So I have a process that writes a JSON record to stdout every second, how can I use jq to trigger an action after a certain amount (=x) of records are written and still have my output every second?
The process is, to allow easy replay, replaced by a bash shell read loop with a sleep:
( read line ; while [[ -n "${line}" ]] ; do echo "${line}"; sleep 1 ; read line ; done ) < json.data
The action after x records is to count the amount of records, and ignore lines with "null" values.

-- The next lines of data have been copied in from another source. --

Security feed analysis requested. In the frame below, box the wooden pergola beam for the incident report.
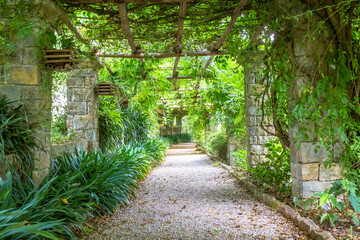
[200,0,247,80]
[201,56,215,74]
[174,2,186,52]
[96,51,228,58]
[166,76,211,80]
[173,2,186,89]
[117,3,141,53]
[61,0,194,4]
[211,0,247,51]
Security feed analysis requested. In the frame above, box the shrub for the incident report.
[121,107,150,143]
[99,98,150,150]
[233,150,247,171]
[207,131,228,160]
[99,98,122,150]
[0,96,39,172]
[50,113,75,143]
[247,139,291,195]
[0,139,166,239]
[163,133,192,145]
[304,179,360,227]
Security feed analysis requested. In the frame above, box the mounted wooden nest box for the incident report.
[44,49,75,72]
[95,82,115,96]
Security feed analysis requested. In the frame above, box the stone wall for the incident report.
[66,64,99,151]
[244,55,275,166]
[227,136,245,165]
[283,2,344,198]
[51,140,89,158]
[0,1,52,183]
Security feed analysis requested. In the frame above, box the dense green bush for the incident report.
[163,133,192,145]
[0,96,39,172]
[247,139,291,196]
[99,98,150,150]
[99,98,122,150]
[233,150,247,171]
[304,179,360,227]
[207,131,228,160]
[50,113,75,143]
[121,107,150,143]
[0,139,166,239]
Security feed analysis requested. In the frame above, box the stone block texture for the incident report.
[244,56,275,166]
[66,68,99,151]
[0,1,52,183]
[287,2,343,198]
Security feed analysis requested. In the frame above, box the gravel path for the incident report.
[82,143,307,240]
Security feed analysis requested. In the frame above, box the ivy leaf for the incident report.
[352,213,359,226]
[320,213,329,223]
[319,193,329,206]
[349,191,360,213]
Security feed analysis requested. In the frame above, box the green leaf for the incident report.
[349,191,360,213]
[320,213,329,223]
[319,193,329,207]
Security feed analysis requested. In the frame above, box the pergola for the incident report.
[53,0,257,90]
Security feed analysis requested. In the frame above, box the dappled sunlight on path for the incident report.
[83,143,306,239]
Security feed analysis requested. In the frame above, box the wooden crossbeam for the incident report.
[201,56,215,74]
[61,0,194,4]
[173,2,186,89]
[166,76,211,80]
[96,51,228,58]
[200,0,247,80]
[117,3,141,53]
[174,2,186,52]
[211,0,247,51]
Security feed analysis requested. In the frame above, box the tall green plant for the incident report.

When x is 1, so process each line, the solution is simple or straightforward.
( read line ; while [[ -n "${line}" ]] ; do echo "${line}"; sleep 1 ; read line ; done ) < json.data | \
jq -c '. , ([.] | del( .[] | select(to_entries[].value == null)) | length)'
{"date":230415072207,"kwL1Tl":0,"kwL1":0.022,"kwL2Tl":0,"kwL2":0.075,"kwL3Tl":0,"kwL3":0}
1
{"date":230415072311,"kwL1Tl":0,"kwL1":0.023,"kwL2Tl":0,"kwL2":0.08,"kwL3Tl":0,"kwL3":0}
1
{"date":230415072312,"kwL1Tl":null,"kwL1":null,"kwL2Tl":null,"kwL2":null,"kwL3Tl":null,"kwL3":null}
0
{"date":230415072415,"kwL1Tl":0,"kwL1":0.023,"kwL2Tl":0,"kwL2":0.08,"kwL3Tl":0,"kwL3":0}
1
{"date":230415072416,"kwL1Tl":0,"kwL1":0.022,"kwL2Tl":0,"kwL2":0.08,"kwL3Tl":0,"kwL3":0}
1
...
But what to do when I want to do this for every 5 or 100 records ?
The expected output for x=5:
$ ( read line ; while [[ -n "${line}" ]] ; do echo "${line}"; sleep 1 ; read line ; done ) < json.data | \
alert
{"date":230415072207,"kwL1Tl":0,"kwL1":0.022,"kwL2Tl":0,"kwL2":0.075,"kwL3Tl":0,"kwL3":0}
{"date":230415072311,"kwL1Tl":0,"kwL1":0.023,"kwL2Tl":0,"kwL2":0.08,"kwL3Tl":0,"kwL3":0}
{"date":230415072312,"kwL1Tl":null,"kwL1":null,"kwL2Tl":null,"kwL2":null,"kwL3Tl":null,"kwL3":null}
{"date":230415072415,"kwL1Tl":0,"kwL1":0.023,"kwL2Tl":0,"kwL2":0.08,"kwL3Tl":0,"kwL3":0}
{"date":230415072416,"kwL1Tl":0,"kwL1":0.022,"kwL2Tl":0,"kwL2":0.08,"kwL3Tl":0,"kwL3":0}
4
{"date":230415072519,"kwL1Tl":0,"kwL1":0.021,"kwL2Tl":0,"kwL2":0.08,"kwL3Tl":0,"kwL3":0}
{"date":230415072520,"kwL1Tl":0,"kwL1":0.021,"kwL2Tl":0,"kwL2":0.08,"kwL3Tl":0,"kwL3":0}
{"date":230415072623,"kwL1Tl":0,"kwL1":0.022,"kwL2Tl":0,"kwL2":0.075,"kwL3Tl":0,"kwL3":0}
{"date":230415072624,"kwL1Tl":0,"kwL1":0.022,"kwL2Tl":0,"kwL2":0.075,"kwL3Tl":0,"kwL3":0}
{"date":230415072727,"kwL1Tl":0,"kwL1":0.022,"kwL2Tl":0,"kwL2":0.076,"kwL3Tl":0,"kwL3":0}
5
{"date":230415072728,"kwL1Tl":0,"kwL1":0.023,"kwL2Tl":0,"kwL2":0.076,"kwL3Tl":0,"kwL3":0}
{"date":230415072831,"kwL1Tl":0,"kwL1":0.023,"kwL2Tl":0,"kwL2":0.075,"kwL3Tl":0,"kwL3":0}
...
Bash function "alert" should contain a working jq command.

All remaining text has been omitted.